When your modular is ready, the crew arrives with a crane, and the house is set on the foundation, usually within 24 hours. After that, the crew provides finishing touches inside, and adds a deck, a porch, and a garage or breezeway – all to your specifications, with gables, dormers, and other unique features, and for about 10 percent less than a stick-built home.
There is one thing your modular contractor
can’t do. He (or she) can’t help you put up solar panels. Not on the roof, and not as a standing array on a cleared plot of ground near your home. Because the city (or municipality, or county) you “built” your
modular home in doesn’t allow solar panels. Or residential
wind turbines like the Bergey 10-kilowatt wind turbine.
In fact, the best you will ever be able to do is sneak a few solar thermal (hot water) panels onto your site in a relatively sheltered spot.

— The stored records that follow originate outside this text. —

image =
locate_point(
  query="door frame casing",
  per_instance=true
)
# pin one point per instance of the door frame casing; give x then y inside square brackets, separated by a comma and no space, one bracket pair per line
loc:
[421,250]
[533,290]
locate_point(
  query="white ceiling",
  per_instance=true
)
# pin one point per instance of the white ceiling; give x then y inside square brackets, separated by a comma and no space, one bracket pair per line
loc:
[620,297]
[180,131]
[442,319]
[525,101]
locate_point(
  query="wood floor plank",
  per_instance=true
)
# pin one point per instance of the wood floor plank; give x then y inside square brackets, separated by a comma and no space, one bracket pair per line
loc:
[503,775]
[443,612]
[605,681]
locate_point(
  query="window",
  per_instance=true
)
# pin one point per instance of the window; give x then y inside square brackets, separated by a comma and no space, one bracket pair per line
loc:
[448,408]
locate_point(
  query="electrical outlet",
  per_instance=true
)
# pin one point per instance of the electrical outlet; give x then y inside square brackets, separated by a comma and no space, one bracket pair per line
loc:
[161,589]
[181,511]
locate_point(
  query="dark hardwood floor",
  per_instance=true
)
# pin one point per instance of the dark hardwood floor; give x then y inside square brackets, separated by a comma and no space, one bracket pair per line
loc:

Which sort of the defeats the purpose, since solar panels need to be out in the open, getting every last photon of sunlight.
All because you forgot to check with that city, municipality, or county where you land is located – land you would not have bought if you had known the regulations.
The International Property Maintenance Code is still being used by cities throughout the United States and Canada. While it stands, it holds that even if you have power and running water from your own resources, you can still be fined (or even evicted) from your home if you insist on staying off the grid.
As homesteading and survivalist mentalities become more and more popular, electricity, water, sewer, and natural gas utilities are challenging
off-grid’s thoroughly disruptive technology – not because it is dangerous or ugly, but simply because no one is making any money from it.